«Восьмерка» опустела летом. Заключенная Павкова лежала на нарах, смотрела на собственную фамилию, выцарапанную гвоздем, и шептала стихотворение Иванова:

Хорошо, что нет Царя. Хорошо, что нет России. Хорошо, что Бога нет. Только желтая заря, Только звезды ледяные, Только миллионы лет. Хорошо – что никого, Хорошо – что ничего, Так черно и так мертво, Что мертвее быть не может И чернее не бывать, Что никто нам не поможет И не надо помогать.
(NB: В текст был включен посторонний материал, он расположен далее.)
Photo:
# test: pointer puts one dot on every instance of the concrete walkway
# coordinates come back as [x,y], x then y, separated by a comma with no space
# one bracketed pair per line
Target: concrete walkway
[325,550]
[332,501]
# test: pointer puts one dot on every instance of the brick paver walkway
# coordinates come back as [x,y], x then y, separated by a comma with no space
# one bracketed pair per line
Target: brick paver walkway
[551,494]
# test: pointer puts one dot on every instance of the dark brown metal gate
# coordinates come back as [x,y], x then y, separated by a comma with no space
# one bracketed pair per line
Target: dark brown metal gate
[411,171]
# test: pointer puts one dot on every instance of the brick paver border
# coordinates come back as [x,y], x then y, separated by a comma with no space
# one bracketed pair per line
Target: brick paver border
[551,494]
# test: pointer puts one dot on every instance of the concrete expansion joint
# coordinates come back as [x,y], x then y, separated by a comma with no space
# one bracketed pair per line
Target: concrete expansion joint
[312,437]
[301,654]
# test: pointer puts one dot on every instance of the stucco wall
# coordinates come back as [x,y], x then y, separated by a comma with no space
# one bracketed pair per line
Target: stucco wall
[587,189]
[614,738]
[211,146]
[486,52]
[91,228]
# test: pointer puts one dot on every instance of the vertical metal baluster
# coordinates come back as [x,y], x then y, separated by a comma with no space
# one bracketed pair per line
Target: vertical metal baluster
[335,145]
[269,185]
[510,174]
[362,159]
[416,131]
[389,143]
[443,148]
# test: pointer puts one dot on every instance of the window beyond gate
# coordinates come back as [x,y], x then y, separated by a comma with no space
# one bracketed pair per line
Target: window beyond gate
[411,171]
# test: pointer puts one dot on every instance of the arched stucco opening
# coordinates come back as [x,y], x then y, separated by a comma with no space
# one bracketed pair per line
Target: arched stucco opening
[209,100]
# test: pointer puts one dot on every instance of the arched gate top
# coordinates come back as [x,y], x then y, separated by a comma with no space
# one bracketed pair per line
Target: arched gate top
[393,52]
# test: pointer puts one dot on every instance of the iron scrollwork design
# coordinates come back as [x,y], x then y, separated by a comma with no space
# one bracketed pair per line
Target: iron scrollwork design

Спустя год объявили о подготовке еще одной амнистии. На этот раз выпускали заключенных, отбывших две трети срока. Татьяне Алексеевне вновь не повезло – из пятнадцати лет она просидела всего девять. Если в 53-м она чуть было не повторила опыт тюремной больницы, то теперь приняла отказ как нечто само собой разумеющееся.

– Гераклит говорил, что жизнь есть смерть, однако мне теперь кажется, что прав не Гераклит, но Пруст: жизнь есть усилие во времени – мы постоянно пытались выжить.

Сидя в кабинете, отложив в сторону документы, она смотрела в окно, за которым ничего не было.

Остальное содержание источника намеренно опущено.